All patients underwent routine blood collection before surgery and the samples were sent to a laboratory for analysis. Tumor marker levels (ie, AFP levels) were determined using the Unicel DXI-800 Analyzer (Beckman Coulter Inc., Japan). Markers of coagulation function (eg, PT, FIB levels, and other factors) were measured using a STA-R automated coagulation analyzer (French diagnostic criteria). Blood biochemical indicators (eg, TBIL, ALT, and AST) were measured using a Beckman AU5800 automatic biochemical analyzer (Beckman Coulter Inc., Japan). Routine testing for blood components (eg, PLT, lymphocyte, and neutrophil counts) was performed using a SysMex XE-2100 automated blood cell analyzer (SysMex Corporation, Japan). All testing methods were performed as previously described [8]. The tumor samples were re-analyzed and the pathological diagnosis was confirmed by the pathology department at our hospital.

Statistical analysis

Categorical variables were reported as number (percentage), while continuous variables were reported as median (interquartile range [IQR]) based on the apparently skewed distributions. Depending on the training set, we performed univariate and multivariable Cox proportion hazard regression models to screen potential prognostic factors. According to the Akaike information criterion (AIC), we fitted a series of different multivariable models, factors with p-values over 0.05 in the univariate Cox proportion hazard regression models would be removed from the multivariable Cox proportion hazard regression model. Optimal cut-off values for the independent continuous variables were identified using X-tile analysis in the training cohort. Kaplan-Meier curves and the log-rank test were used to identify differences in survival probability.

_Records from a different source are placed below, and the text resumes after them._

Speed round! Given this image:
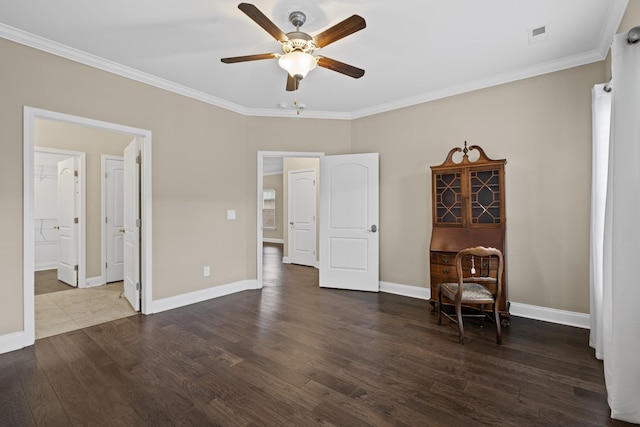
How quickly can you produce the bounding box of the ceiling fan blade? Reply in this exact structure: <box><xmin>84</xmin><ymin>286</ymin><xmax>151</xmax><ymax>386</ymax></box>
<box><xmin>287</xmin><ymin>73</ymin><xmax>298</xmax><ymax>92</ymax></box>
<box><xmin>318</xmin><ymin>56</ymin><xmax>364</xmax><ymax>79</ymax></box>
<box><xmin>220</xmin><ymin>53</ymin><xmax>276</xmax><ymax>64</ymax></box>
<box><xmin>238</xmin><ymin>3</ymin><xmax>289</xmax><ymax>42</ymax></box>
<box><xmin>313</xmin><ymin>15</ymin><xmax>367</xmax><ymax>47</ymax></box>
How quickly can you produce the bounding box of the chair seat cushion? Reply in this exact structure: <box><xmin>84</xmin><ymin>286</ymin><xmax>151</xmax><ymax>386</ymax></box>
<box><xmin>440</xmin><ymin>283</ymin><xmax>493</xmax><ymax>300</ymax></box>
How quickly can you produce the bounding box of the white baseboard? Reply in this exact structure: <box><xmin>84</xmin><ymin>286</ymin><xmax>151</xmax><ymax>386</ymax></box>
<box><xmin>150</xmin><ymin>280</ymin><xmax>258</xmax><ymax>313</ymax></box>
<box><xmin>33</xmin><ymin>262</ymin><xmax>58</xmax><ymax>271</ymax></box>
<box><xmin>0</xmin><ymin>331</ymin><xmax>27</xmax><ymax>354</ymax></box>
<box><xmin>83</xmin><ymin>276</ymin><xmax>107</xmax><ymax>288</ymax></box>
<box><xmin>262</xmin><ymin>237</ymin><xmax>284</xmax><ymax>245</ymax></box>
<box><xmin>282</xmin><ymin>256</ymin><xmax>320</xmax><ymax>268</ymax></box>
<box><xmin>509</xmin><ymin>302</ymin><xmax>591</xmax><ymax>329</ymax></box>
<box><xmin>380</xmin><ymin>282</ymin><xmax>591</xmax><ymax>329</ymax></box>
<box><xmin>380</xmin><ymin>282</ymin><xmax>431</xmax><ymax>300</ymax></box>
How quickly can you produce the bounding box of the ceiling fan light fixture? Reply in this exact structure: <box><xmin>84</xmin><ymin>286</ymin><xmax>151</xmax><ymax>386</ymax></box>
<box><xmin>278</xmin><ymin>51</ymin><xmax>318</xmax><ymax>80</ymax></box>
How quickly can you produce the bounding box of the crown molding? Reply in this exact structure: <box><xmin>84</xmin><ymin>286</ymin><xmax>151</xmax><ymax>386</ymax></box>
<box><xmin>0</xmin><ymin>23</ymin><xmax>249</xmax><ymax>115</ymax></box>
<box><xmin>351</xmin><ymin>51</ymin><xmax>606</xmax><ymax>119</ymax></box>
<box><xmin>0</xmin><ymin>0</ymin><xmax>628</xmax><ymax>120</ymax></box>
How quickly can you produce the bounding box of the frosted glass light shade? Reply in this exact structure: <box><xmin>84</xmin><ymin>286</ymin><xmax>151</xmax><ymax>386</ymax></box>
<box><xmin>278</xmin><ymin>51</ymin><xmax>318</xmax><ymax>79</ymax></box>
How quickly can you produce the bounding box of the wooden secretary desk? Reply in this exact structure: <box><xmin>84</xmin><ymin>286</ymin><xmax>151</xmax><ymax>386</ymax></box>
<box><xmin>430</xmin><ymin>141</ymin><xmax>508</xmax><ymax>318</ymax></box>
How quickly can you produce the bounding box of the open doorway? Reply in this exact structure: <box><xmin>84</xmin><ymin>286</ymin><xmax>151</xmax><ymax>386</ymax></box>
<box><xmin>23</xmin><ymin>107</ymin><xmax>152</xmax><ymax>345</ymax></box>
<box><xmin>256</xmin><ymin>151</ymin><xmax>324</xmax><ymax>288</ymax></box>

Independent risk factors identified using the multivariate Cox proportional hazards model were assigned risk scores based on their β regression coefficient. The total risk score was then calculated for each patient by adding together the individual risk scores for each applicable risk factor. The discriminative ability of the RSS was estimated using the Hosmer-Lemeshow goodness of fit test and the concordance index (C-index) in the training and validation cohorts. Receiver operating characteristic (ROC) curves were used to compare the predictive abilities of the RSS and various traditional prognostic models.

All tests were two-sided and P-values of ≤0.05 were considered statistically significant. All data management and statistical analyses were performed using IBM SPSS Statistics software (version 22.0; IBM Corp., Armonk, NY). Figures were created using R-studio for Windows (version 1.1.456, copyright 2009–2018; RStudio Inc.) and X-tile software (Robert L Camp, MD, PhD; copyright Yale University 2003–2005).

Data availability

All study-related data are included in the published report.